Here are five essential Burt Reynolds films that show off his past best work:
Reynolds plays a rugged survivalist in director John Boorman's brooding 1972 movie about a buddy canoe trip on the fictional Cahulawassee River that goes terribly wrong. Reynolds' macho, bow-wielding character winds up incapacitated, forcing his friends to find the requisite courage and grit to escape a group of backwoods sadists and get out of the woods alive.
Reynolds shows off his acting muscles as well as his iron biceps.
'The Longest Yard'
The former high school and college athlete plays a washed-up football star in this 1974 film, which pits prisoners in a football game against their guards. Reynolds' character is smooth-talking and fun-loving, just trying to serve his time and get out of prison. But he's pulled into finding some integrity by helping his fellow inmates score a victory against their abusive captors. The film was remade in 2005 starring Adam Sandler, with Reynolds in a supporting role.
'Smokey and the Bandit'
Paired with Sally Field, who became his real-life girlfriend, Reynolds is Bandit, a good-ol'-boy bootlegger looking for laughs in his black Trans Am while he helps drive beer where it isn't supposed to go. His cheeky character provokes a local sheriff (Jackie Gleason) into one long and hilarious chase scene in the lighthearted 1977 action flick, which spawned several sequels.
Reynolds often seemed most comfortable in settings that played off his good-ol'-boy image. His mustache was the envy of young men everywhere.

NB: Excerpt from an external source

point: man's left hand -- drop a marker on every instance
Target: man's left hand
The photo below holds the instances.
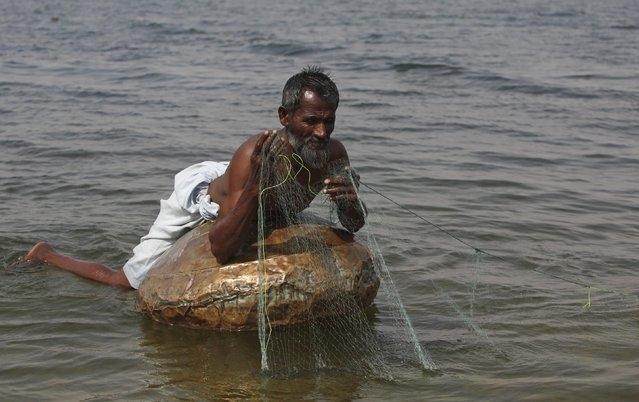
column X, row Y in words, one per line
column 340, row 189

'The Best Little Whorehouse in Texas'
In this 1982 musical comedy, based on a hit musical, Reynolds plays the local sheriff, Ed Earl Dodd, who's a frequent customer at a well-known bordello. Dolly Parton is the proverbial madam with a heart of gold. The two were major sex symbols at the time and casting them made the film a hit.
Reynolds, then in his sixties, enjoyed an unexpected career resurgence playing a porn producer who makes a star out of Mark Wahlberg's character, Dirk Diggler, in Paul Thomas Anderson's 1997 movie about the '70s porn scene in Southern California. Reynolds earned an Oscar nomination and reminded the world what a good actor he was.